Его поселили в общежитие при партийном штабе, которое считалось бы пристойным по меркам Кахой Дхата или роскошным для Бан Кусао, но в сравнение с тем, что Каали Сенг имел в столице Ай-Лака, не шло. Одержимый пообещал Йоналишарме найти другое жилье, как только позволит де Валансьен. Удалось это почти сразу: в Лутеции охранять де Валансьена взялись телохранители ПСР, работавшие на его отца.
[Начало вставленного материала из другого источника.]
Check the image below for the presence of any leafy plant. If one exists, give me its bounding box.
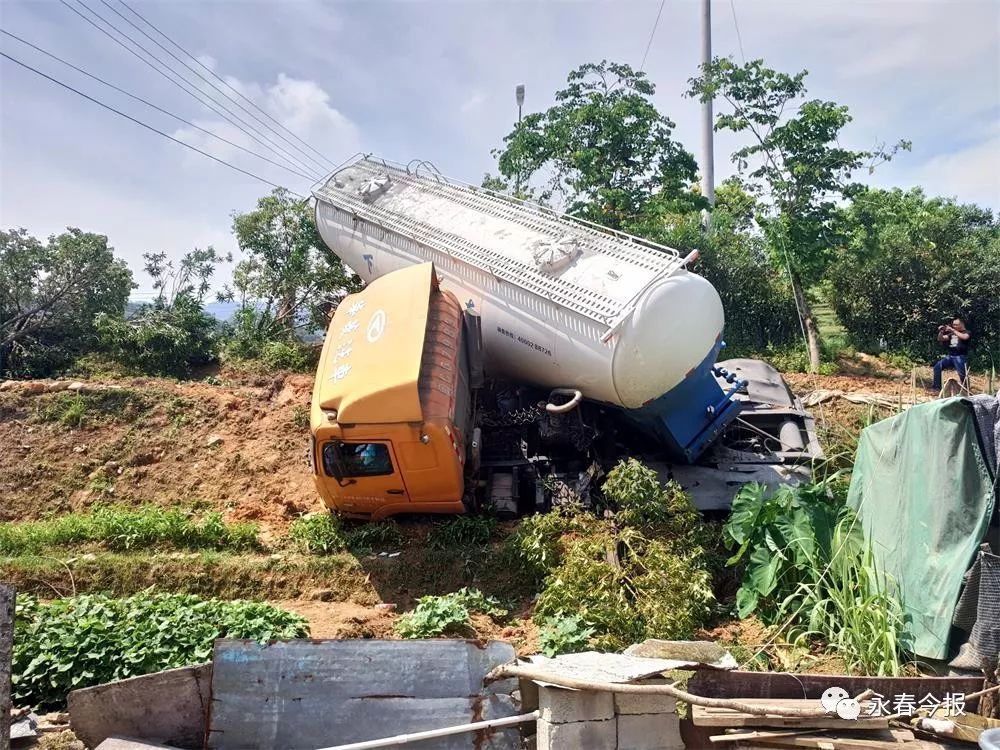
[12,592,309,708]
[395,588,507,638]
[538,613,594,657]
[427,516,497,549]
[604,458,700,536]
[288,511,347,555]
[725,482,905,675]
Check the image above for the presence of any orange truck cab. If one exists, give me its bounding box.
[310,263,471,520]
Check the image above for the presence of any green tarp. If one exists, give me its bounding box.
[848,398,994,659]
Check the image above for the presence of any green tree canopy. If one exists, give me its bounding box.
[688,58,909,371]
[0,228,133,375]
[484,60,705,230]
[96,247,232,375]
[827,188,1000,364]
[226,188,361,356]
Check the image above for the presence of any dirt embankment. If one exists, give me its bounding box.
[0,375,320,534]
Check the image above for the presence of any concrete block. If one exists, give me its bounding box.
[618,714,684,750]
[535,719,618,750]
[538,685,615,724]
[614,679,677,715]
[94,737,170,750]
[68,664,212,748]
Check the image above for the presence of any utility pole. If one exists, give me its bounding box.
[701,0,715,213]
[514,83,524,198]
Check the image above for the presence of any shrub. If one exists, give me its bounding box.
[288,511,347,555]
[12,592,309,708]
[427,516,497,549]
[538,612,594,657]
[0,505,260,556]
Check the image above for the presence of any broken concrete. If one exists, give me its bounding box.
[68,664,212,748]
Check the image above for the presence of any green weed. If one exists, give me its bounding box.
[395,588,507,638]
[427,516,497,549]
[538,613,594,657]
[0,505,260,556]
[12,592,309,708]
[345,521,403,552]
[288,511,347,555]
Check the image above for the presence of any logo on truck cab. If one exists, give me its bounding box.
[365,310,385,344]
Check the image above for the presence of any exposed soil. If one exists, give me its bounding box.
[0,375,321,533]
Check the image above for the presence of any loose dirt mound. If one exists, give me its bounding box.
[0,375,320,533]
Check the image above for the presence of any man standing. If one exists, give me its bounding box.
[934,318,972,393]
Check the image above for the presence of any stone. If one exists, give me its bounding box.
[538,685,615,724]
[615,680,677,715]
[535,718,618,750]
[618,714,684,750]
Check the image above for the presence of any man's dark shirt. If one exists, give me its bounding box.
[948,331,972,357]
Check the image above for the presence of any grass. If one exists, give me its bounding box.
[0,505,260,557]
[35,388,152,428]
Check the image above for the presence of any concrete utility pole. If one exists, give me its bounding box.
[701,0,715,206]
[514,83,524,196]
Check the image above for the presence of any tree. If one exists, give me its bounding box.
[96,247,232,375]
[484,60,706,230]
[828,188,1000,364]
[0,228,133,375]
[688,58,910,372]
[225,188,361,356]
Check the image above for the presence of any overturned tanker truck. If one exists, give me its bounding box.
[311,157,821,520]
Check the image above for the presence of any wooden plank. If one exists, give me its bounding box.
[207,640,520,750]
[688,669,983,713]
[681,669,983,747]
[0,583,17,750]
[691,698,889,729]
[67,664,212,748]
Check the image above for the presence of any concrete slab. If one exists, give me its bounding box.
[68,664,212,748]
[208,640,520,750]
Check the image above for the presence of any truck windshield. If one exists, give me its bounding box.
[323,442,392,479]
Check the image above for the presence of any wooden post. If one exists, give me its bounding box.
[0,583,17,750]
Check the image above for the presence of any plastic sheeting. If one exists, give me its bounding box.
[848,398,995,659]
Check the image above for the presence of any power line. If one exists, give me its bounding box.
[0,52,305,199]
[0,29,313,180]
[118,0,333,167]
[729,0,747,65]
[94,0,326,171]
[59,0,313,179]
[639,0,667,73]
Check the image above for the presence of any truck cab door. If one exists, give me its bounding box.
[321,440,409,513]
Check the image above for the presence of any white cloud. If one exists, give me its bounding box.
[173,73,361,178]
[458,90,486,115]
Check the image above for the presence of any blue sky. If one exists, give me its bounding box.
[0,0,1000,292]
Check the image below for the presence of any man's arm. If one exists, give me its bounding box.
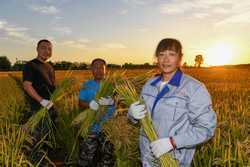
[23,81,43,103]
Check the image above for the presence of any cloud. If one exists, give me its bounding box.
[137,27,150,33]
[103,43,127,49]
[0,20,35,42]
[120,9,128,15]
[53,27,72,35]
[61,39,90,49]
[159,0,250,25]
[122,0,154,6]
[216,11,250,26]
[30,5,60,15]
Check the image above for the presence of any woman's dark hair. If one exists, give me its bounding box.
[37,39,51,47]
[91,58,106,66]
[155,38,183,57]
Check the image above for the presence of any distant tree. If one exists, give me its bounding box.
[0,56,11,71]
[194,54,204,67]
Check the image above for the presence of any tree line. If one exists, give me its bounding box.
[0,55,204,71]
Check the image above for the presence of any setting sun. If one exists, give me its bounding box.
[205,43,234,65]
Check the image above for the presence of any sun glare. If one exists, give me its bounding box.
[205,43,234,65]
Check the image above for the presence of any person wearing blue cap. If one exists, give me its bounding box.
[78,58,115,167]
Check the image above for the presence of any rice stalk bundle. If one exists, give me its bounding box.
[103,115,139,167]
[115,81,178,167]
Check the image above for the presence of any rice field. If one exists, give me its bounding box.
[0,68,250,167]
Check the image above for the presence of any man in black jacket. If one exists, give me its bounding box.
[23,39,57,164]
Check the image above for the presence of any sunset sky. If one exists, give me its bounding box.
[0,0,250,65]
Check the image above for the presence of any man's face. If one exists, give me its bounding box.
[37,42,52,61]
[157,50,181,74]
[91,61,106,80]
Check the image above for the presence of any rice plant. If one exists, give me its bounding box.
[115,81,178,167]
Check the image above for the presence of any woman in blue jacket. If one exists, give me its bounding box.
[128,38,216,167]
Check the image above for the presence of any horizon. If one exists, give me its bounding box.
[0,0,250,66]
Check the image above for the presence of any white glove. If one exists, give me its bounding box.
[89,100,99,111]
[128,101,147,119]
[40,99,54,110]
[98,96,114,106]
[150,138,173,158]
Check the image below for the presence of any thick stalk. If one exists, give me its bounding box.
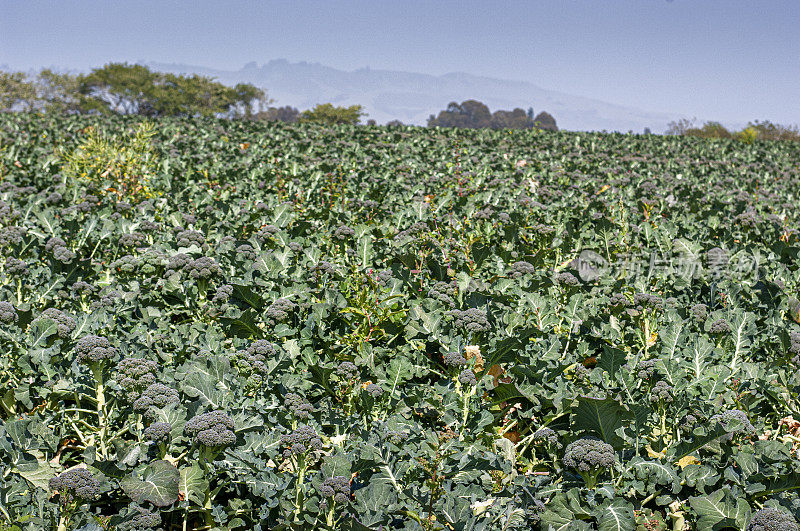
[92,366,108,460]
[294,455,306,521]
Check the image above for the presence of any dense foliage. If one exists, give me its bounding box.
[0,114,800,531]
[428,100,558,131]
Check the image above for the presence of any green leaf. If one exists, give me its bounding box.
[594,498,636,531]
[179,463,208,505]
[120,460,181,507]
[572,397,633,449]
[14,451,58,491]
[597,345,627,377]
[689,490,750,531]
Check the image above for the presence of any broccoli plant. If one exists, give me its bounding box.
[49,468,102,531]
[562,437,616,489]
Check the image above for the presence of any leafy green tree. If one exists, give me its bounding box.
[80,63,156,114]
[300,103,367,125]
[533,111,558,131]
[255,105,300,123]
[0,72,36,112]
[35,68,87,113]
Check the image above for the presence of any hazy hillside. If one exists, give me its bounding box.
[150,59,679,132]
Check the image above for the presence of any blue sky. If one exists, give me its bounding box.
[0,0,800,123]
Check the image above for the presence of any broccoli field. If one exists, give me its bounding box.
[0,114,800,531]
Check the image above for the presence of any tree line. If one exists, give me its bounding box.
[428,100,558,131]
[0,63,558,131]
[0,63,268,117]
[667,118,800,143]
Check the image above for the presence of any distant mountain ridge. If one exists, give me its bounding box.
[147,59,681,132]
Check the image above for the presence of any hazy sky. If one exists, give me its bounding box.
[0,0,800,123]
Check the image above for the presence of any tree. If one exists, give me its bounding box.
[428,100,492,129]
[80,63,268,117]
[490,108,533,129]
[255,105,300,123]
[533,111,558,131]
[300,103,366,125]
[428,100,558,131]
[0,72,36,112]
[36,68,88,114]
[80,63,156,114]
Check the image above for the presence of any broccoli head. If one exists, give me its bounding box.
[443,352,467,367]
[708,319,731,334]
[50,468,101,503]
[34,308,76,339]
[364,383,383,398]
[266,299,297,326]
[650,380,673,404]
[510,260,536,277]
[711,409,756,441]
[185,256,222,279]
[143,422,172,443]
[117,358,158,396]
[336,361,360,382]
[333,225,356,240]
[458,369,478,387]
[183,411,236,448]
[319,476,350,503]
[747,507,798,531]
[689,303,708,321]
[448,308,490,332]
[0,302,19,324]
[231,339,275,388]
[556,271,581,288]
[6,256,28,276]
[562,437,616,489]
[284,393,314,420]
[533,428,561,448]
[636,360,656,380]
[116,507,161,531]
[74,334,117,365]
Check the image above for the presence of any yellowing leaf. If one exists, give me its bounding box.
[676,455,700,468]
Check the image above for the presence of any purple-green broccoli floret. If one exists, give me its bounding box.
[562,437,616,489]
[336,361,360,382]
[747,507,798,531]
[711,409,756,441]
[116,507,161,531]
[533,428,561,448]
[117,358,158,393]
[74,334,117,365]
[448,308,490,332]
[443,352,467,367]
[319,476,350,504]
[185,256,222,278]
[0,302,19,324]
[650,380,673,404]
[284,393,314,420]
[366,384,383,398]
[458,369,478,386]
[708,319,731,334]
[143,422,172,443]
[50,468,101,503]
[133,383,180,419]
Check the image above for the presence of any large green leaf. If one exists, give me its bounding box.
[594,498,636,531]
[689,490,750,531]
[120,460,181,507]
[179,463,208,505]
[572,397,634,449]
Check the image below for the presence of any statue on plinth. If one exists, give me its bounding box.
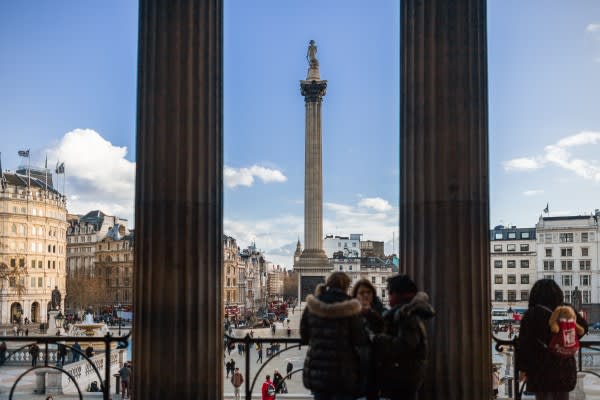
[571,286,582,312]
[52,286,62,310]
[306,40,319,68]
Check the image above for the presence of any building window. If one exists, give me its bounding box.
[560,260,573,271]
[579,260,592,271]
[563,290,583,303]
[581,247,590,257]
[579,275,592,286]
[559,233,573,243]
[560,247,573,257]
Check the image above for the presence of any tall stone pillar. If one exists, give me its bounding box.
[294,40,330,300]
[133,0,223,400]
[400,0,491,400]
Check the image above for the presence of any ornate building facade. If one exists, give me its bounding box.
[65,210,127,312]
[0,169,68,324]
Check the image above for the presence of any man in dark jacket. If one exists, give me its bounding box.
[300,272,368,400]
[370,275,435,400]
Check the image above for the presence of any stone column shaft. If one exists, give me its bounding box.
[400,0,491,400]
[304,101,323,250]
[133,0,223,400]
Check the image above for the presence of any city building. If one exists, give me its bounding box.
[94,224,135,311]
[490,225,537,312]
[536,214,600,322]
[0,168,68,324]
[360,240,385,257]
[65,210,127,313]
[323,233,362,259]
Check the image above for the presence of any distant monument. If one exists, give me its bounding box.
[571,286,582,312]
[294,40,332,301]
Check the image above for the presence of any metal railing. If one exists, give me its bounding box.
[492,335,600,400]
[225,334,302,400]
[0,332,131,400]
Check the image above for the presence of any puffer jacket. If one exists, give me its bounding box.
[516,306,588,392]
[300,288,368,397]
[372,292,435,398]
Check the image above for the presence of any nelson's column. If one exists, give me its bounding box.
[294,40,331,301]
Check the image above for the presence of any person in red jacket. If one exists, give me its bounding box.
[262,375,275,400]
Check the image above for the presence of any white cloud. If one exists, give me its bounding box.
[585,24,600,33]
[504,131,600,182]
[523,189,544,196]
[47,129,135,222]
[223,198,398,268]
[223,165,287,188]
[502,157,542,171]
[358,197,392,212]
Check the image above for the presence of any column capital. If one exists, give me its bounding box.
[300,80,327,103]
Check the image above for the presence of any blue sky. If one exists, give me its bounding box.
[0,0,600,266]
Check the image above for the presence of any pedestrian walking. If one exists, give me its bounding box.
[256,345,262,364]
[0,342,8,366]
[29,343,40,367]
[262,375,275,400]
[370,274,435,400]
[71,342,81,362]
[119,363,131,399]
[285,361,294,381]
[231,367,244,400]
[300,272,369,400]
[516,279,588,400]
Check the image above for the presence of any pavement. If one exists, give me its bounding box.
[223,307,310,395]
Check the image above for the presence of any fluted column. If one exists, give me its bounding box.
[133,0,223,400]
[400,0,491,400]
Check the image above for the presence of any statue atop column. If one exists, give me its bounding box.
[306,40,321,81]
[52,286,61,310]
[571,286,581,312]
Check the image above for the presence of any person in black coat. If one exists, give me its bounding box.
[516,279,588,400]
[370,275,435,400]
[300,272,368,400]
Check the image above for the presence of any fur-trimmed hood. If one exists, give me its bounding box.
[306,295,362,319]
[388,292,435,320]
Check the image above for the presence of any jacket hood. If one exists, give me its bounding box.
[306,295,361,319]
[390,292,435,320]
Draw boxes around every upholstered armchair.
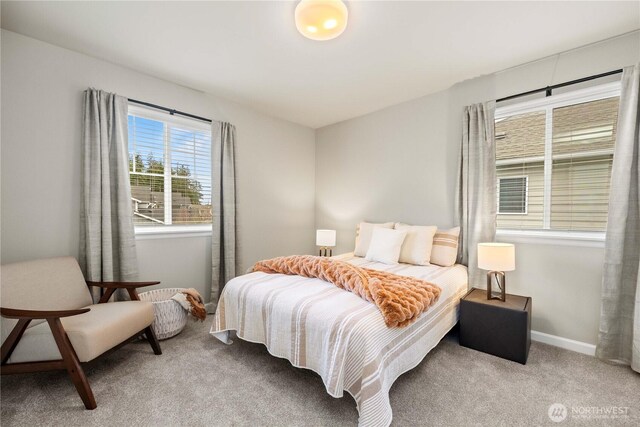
[0,257,162,409]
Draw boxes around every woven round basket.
[138,288,188,340]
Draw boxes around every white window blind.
[128,105,212,226]
[495,83,620,232]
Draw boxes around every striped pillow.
[431,227,460,267]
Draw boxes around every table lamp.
[478,243,516,301]
[316,230,336,256]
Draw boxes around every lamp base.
[487,271,507,301]
[318,246,333,257]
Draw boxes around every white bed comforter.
[211,254,468,426]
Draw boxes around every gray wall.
[316,32,640,344]
[1,30,315,298]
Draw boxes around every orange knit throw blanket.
[253,255,440,327]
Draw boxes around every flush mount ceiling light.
[295,0,349,40]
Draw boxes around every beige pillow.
[353,221,393,257]
[431,227,460,267]
[365,227,407,264]
[395,226,438,265]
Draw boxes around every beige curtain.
[207,122,238,313]
[456,101,496,287]
[596,64,640,372]
[79,89,138,298]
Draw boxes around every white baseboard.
[531,331,596,356]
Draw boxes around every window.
[495,83,620,232]
[128,105,212,227]
[498,176,529,215]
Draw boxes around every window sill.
[135,224,211,240]
[496,230,605,248]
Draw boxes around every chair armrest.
[0,307,90,319]
[87,281,160,289]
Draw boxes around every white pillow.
[353,221,393,256]
[395,223,438,265]
[365,227,407,264]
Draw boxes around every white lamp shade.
[478,243,516,271]
[316,230,336,247]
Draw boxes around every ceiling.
[2,1,640,128]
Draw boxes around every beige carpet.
[0,321,640,426]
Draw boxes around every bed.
[211,254,468,426]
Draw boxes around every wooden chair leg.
[47,318,98,409]
[144,326,162,355]
[0,319,31,365]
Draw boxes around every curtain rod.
[128,98,212,123]
[496,68,622,102]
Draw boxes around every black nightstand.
[460,288,531,365]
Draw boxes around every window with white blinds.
[128,105,212,226]
[495,82,620,232]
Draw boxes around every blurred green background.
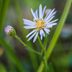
[0,0,72,72]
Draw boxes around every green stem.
[0,38,26,72]
[38,36,47,72]
[14,0,38,71]
[15,35,41,55]
[37,0,72,72]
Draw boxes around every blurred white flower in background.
[23,4,58,42]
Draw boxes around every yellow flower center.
[36,20,45,29]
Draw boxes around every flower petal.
[23,19,35,26]
[33,32,38,43]
[43,6,46,16]
[40,29,45,40]
[39,4,43,19]
[44,28,50,34]
[35,10,38,18]
[24,26,36,29]
[26,30,36,37]
[28,32,36,41]
[31,9,37,20]
[46,23,57,28]
[45,9,56,21]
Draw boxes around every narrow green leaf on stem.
[37,0,72,72]
[15,35,41,55]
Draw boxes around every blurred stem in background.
[0,0,26,72]
[15,0,38,71]
[37,0,72,72]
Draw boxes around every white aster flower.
[23,4,58,42]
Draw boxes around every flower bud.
[5,25,16,36]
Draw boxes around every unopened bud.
[5,25,16,36]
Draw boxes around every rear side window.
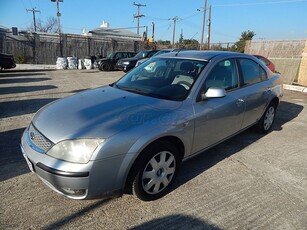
[204,59,238,91]
[239,59,267,85]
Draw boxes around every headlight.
[46,139,104,164]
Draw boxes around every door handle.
[236,98,244,106]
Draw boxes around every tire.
[99,62,111,71]
[132,141,181,201]
[256,103,277,133]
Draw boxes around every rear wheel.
[256,103,277,133]
[132,141,181,201]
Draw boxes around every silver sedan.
[21,51,283,200]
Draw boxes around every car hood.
[120,57,142,62]
[32,86,182,143]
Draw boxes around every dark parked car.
[96,51,136,71]
[0,53,16,71]
[21,51,283,200]
[116,50,158,72]
[254,54,275,73]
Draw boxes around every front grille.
[28,124,53,152]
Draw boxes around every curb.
[284,84,307,93]
[14,64,56,70]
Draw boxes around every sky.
[0,0,307,43]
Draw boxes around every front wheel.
[132,141,181,201]
[99,62,111,71]
[256,103,277,133]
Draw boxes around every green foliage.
[176,39,199,49]
[230,30,256,53]
[14,51,27,64]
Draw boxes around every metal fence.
[0,33,142,64]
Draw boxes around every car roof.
[159,50,252,61]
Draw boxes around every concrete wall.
[245,40,307,86]
[0,33,142,64]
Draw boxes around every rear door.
[238,58,271,128]
[192,59,245,152]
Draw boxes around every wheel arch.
[124,135,185,194]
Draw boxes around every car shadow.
[0,72,46,79]
[130,214,220,230]
[0,69,56,73]
[0,77,51,85]
[170,101,304,192]
[0,128,30,182]
[0,98,58,119]
[41,199,111,230]
[0,98,58,182]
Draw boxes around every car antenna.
[175,48,182,56]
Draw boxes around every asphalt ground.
[0,69,307,230]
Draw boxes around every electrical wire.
[212,0,307,7]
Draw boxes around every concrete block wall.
[245,40,307,86]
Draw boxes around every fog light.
[61,187,86,196]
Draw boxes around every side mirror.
[200,87,226,101]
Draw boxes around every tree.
[177,39,199,49]
[28,17,58,33]
[231,30,256,53]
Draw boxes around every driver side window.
[203,59,239,91]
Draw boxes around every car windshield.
[107,53,115,59]
[135,50,150,58]
[113,57,207,101]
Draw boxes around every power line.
[213,0,307,7]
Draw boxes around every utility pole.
[200,0,207,50]
[51,0,63,34]
[169,16,179,48]
[208,5,211,50]
[151,22,155,42]
[27,8,40,32]
[133,2,146,35]
[51,0,63,57]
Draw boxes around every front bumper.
[21,129,123,199]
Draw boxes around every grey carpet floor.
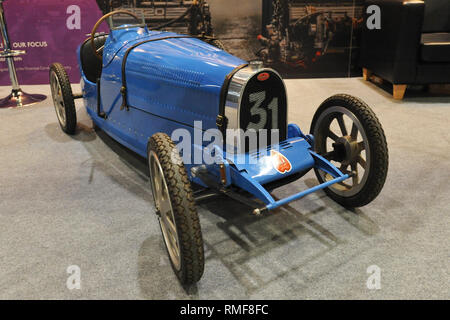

Каали Сенга назначили выразителем интересов Ай-Лака, что сводилось на деле к присутствию на партийных заседаниях два раза в неделю и полному бездействию все остальное время.
– Не может такого быть, чтобы де Валансьен взял меня сюда без определенной цели, – говорил одержимый Йоналишарме.
Демонесса соглашалась, но разгадать, насколько далеко глядит лидер ПСР и какую роль в эльветийском политическом противостоянии он отвел Каали Сенгу, не могла и она. Общее мнение заключалось в том, что, возможно, придется пустить в ход таланты Далиравары, чтобы убирать с дороги особо настырных конкурентов, но одержимый не был уверен, что то, что легко получалось в Хаймине, удастся повторить в Лутеции, где каждого политика охраняли вооруженные подавителями магии и револьверами с серебряными пулями мордовороты.
Каали Сенгу полагалось неплохое жалование, и какое-то время он не делал ничего полезного, а пытался жить в свое удовольствие. Обнаружив, что за невзрачным фасадом эльветийской столицы таятся скрытые наслаждения, только и ждущие того, кто готов отвалить за них денег, одержимый погрузился в пучину самых низменных страстей. Алкоголь и опиум стали его вернейшими друзьями и неотвязными спутниками на месяцы. На собрания ПСР он часто приходил пьяным, а Йоналишарме, стоявшей за спинкой его кресла, приходилось щипать его всякий раз, как он открывал рот, чтобы никто не понял, насколько сильно нарезался полномочный выразитель интересов угнетенной колонии.